Pramoedya Ananta Toer menempuh pendidikan di sekolah dasar Institut Boedi Oetomo di Blora.

Saat di sekolah dasar, Pram pernah tidak naik kelas sebanyak tiga kali. Hal ini membuat ayahnya yang merupakan kepala sekolah, merasa sangat malu. Ia juga dianggap sebagai anak bodoh.

Bahkan, setelah Pram lulus, sang ayah tidak mau mendaftarkannya ke jenjang sekolah berikutnya.

Untungnya, sang ibu bersedia membiayai dan menyekolahkan Pram di Radio Vackschool (sekolah telegraf).

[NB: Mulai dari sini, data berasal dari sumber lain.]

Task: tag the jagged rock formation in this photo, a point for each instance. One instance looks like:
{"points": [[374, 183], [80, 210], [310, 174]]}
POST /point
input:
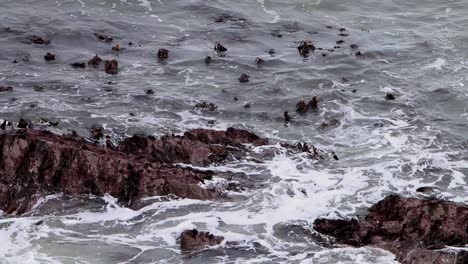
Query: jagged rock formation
{"points": [[35, 163]]}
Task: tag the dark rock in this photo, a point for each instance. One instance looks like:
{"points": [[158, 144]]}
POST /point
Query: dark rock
{"points": [[244, 78], [193, 240], [38, 40], [103, 37], [313, 103], [206, 105], [6, 89], [425, 189], [23, 123], [111, 67], [408, 227], [49, 56], [389, 96], [95, 61], [78, 65], [163, 54], [97, 133], [219, 47], [35, 163], [116, 47], [305, 47], [287, 118]]}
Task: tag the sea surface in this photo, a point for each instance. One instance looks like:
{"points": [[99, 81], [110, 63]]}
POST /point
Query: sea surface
{"points": [[416, 50]]}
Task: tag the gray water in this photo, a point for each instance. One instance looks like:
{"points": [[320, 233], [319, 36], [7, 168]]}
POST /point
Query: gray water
{"points": [[415, 50]]}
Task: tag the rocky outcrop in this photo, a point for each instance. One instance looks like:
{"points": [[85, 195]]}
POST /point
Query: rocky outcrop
{"points": [[35, 163], [192, 240], [410, 228]]}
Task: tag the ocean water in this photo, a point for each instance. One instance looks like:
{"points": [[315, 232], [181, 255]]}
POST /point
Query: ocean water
{"points": [[415, 50]]}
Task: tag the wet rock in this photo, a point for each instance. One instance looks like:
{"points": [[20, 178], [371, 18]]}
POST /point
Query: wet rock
{"points": [[410, 228], [78, 65], [301, 107], [95, 61], [244, 78], [425, 189], [111, 67], [6, 89], [163, 54], [287, 117], [305, 47], [192, 240], [205, 105], [219, 47], [49, 56], [103, 37], [38, 40], [313, 103], [389, 96], [34, 163], [23, 123]]}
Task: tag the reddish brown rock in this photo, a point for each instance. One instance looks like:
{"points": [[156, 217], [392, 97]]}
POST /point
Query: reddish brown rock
{"points": [[111, 67], [244, 78], [305, 47], [205, 105], [408, 227], [95, 61], [49, 56], [34, 163], [163, 54], [219, 47], [192, 240]]}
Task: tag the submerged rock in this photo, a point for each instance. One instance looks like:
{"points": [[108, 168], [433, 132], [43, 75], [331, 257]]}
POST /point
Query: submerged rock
{"points": [[111, 67], [38, 40], [305, 47], [95, 61], [206, 105], [192, 240], [389, 96], [219, 47], [408, 227], [6, 89], [103, 37], [163, 54], [35, 163], [49, 56], [78, 65]]}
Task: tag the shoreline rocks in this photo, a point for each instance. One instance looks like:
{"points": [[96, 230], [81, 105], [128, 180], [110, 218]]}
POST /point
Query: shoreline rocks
{"points": [[411, 228], [193, 240], [34, 163]]}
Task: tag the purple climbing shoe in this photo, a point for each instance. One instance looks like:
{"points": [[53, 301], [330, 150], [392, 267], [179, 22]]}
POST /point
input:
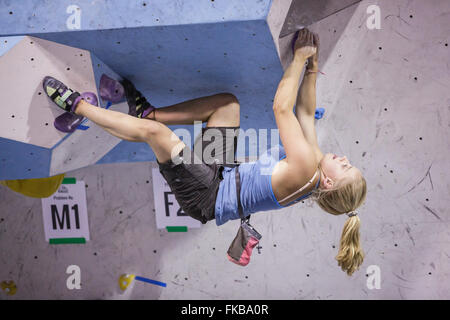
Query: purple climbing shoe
{"points": [[69, 121], [110, 89]]}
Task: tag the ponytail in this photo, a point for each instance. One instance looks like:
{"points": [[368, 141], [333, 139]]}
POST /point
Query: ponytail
{"points": [[344, 198], [350, 255]]}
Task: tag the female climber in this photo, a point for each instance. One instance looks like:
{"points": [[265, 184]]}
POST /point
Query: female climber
{"points": [[281, 177]]}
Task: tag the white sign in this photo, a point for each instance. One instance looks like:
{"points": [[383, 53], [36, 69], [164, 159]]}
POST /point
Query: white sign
{"points": [[65, 213], [167, 209]]}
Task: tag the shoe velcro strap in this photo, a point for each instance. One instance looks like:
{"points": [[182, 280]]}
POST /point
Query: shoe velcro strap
{"points": [[66, 95], [141, 100]]}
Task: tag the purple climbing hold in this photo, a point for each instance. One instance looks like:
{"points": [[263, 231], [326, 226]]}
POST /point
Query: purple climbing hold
{"points": [[110, 89]]}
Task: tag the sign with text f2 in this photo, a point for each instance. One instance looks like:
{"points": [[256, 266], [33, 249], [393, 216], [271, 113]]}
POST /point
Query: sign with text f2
{"points": [[65, 214], [167, 210]]}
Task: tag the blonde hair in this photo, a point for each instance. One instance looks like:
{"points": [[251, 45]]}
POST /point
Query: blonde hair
{"points": [[344, 197]]}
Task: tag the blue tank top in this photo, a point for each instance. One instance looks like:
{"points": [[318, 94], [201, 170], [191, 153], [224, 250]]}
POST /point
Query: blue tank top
{"points": [[256, 187]]}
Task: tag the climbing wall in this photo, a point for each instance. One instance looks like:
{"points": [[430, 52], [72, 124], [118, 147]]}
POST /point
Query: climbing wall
{"points": [[385, 92], [31, 147]]}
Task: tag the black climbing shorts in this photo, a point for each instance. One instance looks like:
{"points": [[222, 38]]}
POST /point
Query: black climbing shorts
{"points": [[194, 175]]}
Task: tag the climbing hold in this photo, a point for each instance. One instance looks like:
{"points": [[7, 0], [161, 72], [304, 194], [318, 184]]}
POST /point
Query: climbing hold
{"points": [[9, 287], [319, 113], [125, 280]]}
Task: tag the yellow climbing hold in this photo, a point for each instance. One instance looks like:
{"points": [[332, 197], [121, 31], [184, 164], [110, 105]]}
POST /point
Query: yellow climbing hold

Pram sebenarnya lulus dari sekolah telegraf, tetapi ia tidak sempat mendapat sertifikat kelulusan karena bertepatan dengan kedatangan Jepang ke Indonesia.

Pramoedya Ananta Toer, sastrawan Indonesia yang pernah dipenjara di Pulau Buru, namun tetap produktif dalam berkarya.KOMPAS/SINDHUNATA Pramoedya Ananta Toer, sastrawan Indonesia yang pernah dipenjara di Pulau Buru, namun tetap produktif dalam berkarya.

Saat Pram berusia 17 tahun, sang ibu meninggal, yang kemudian disusul oleh adiknya yang masih berusia tujuh bulan bernama Soesanti.

Kemudian, ia harus menjadi tulang punggung keluarga karena sang ayah hobi berjudi.

Pada Mei 1942, Pram memutuskan hijrah ke Jakarta dengan membawa semua adiknya. Ia bekerja di Kantor Berita Domei untuk menafkahi dirinya dan adik-adiknya.

Sembari bekerja, Pram meneruskan pendidikan di Taman Dewasa/Taman Siswa (1942-1943) dan mengikuti kursus di sekolah Stenografi (1944-1945), agar bisa menjadi juru ketik cepat dan menjadi stenograf.

Pada 1945, Pram kemudian menempuh kuliah di Sekolah Tinggi Islam untuk jurusan filsafat, sosiologi, dan sejarah.

Hidup penuh perjuangan di masa muda inilah yang kemungkinan membentuk Pram menjadi seorang sastrawan yang peka terhadap kepedihan dan kesengsaraan rakyat kecil.

Terjun dalam dunia sastra

Pramoedya Ananta Toer mengawali karier sebagai penulis setelah kelar dari Kantor Berita Domei pada 1945. Ia kemudian pergi menjelajahi Pulau Jawa. 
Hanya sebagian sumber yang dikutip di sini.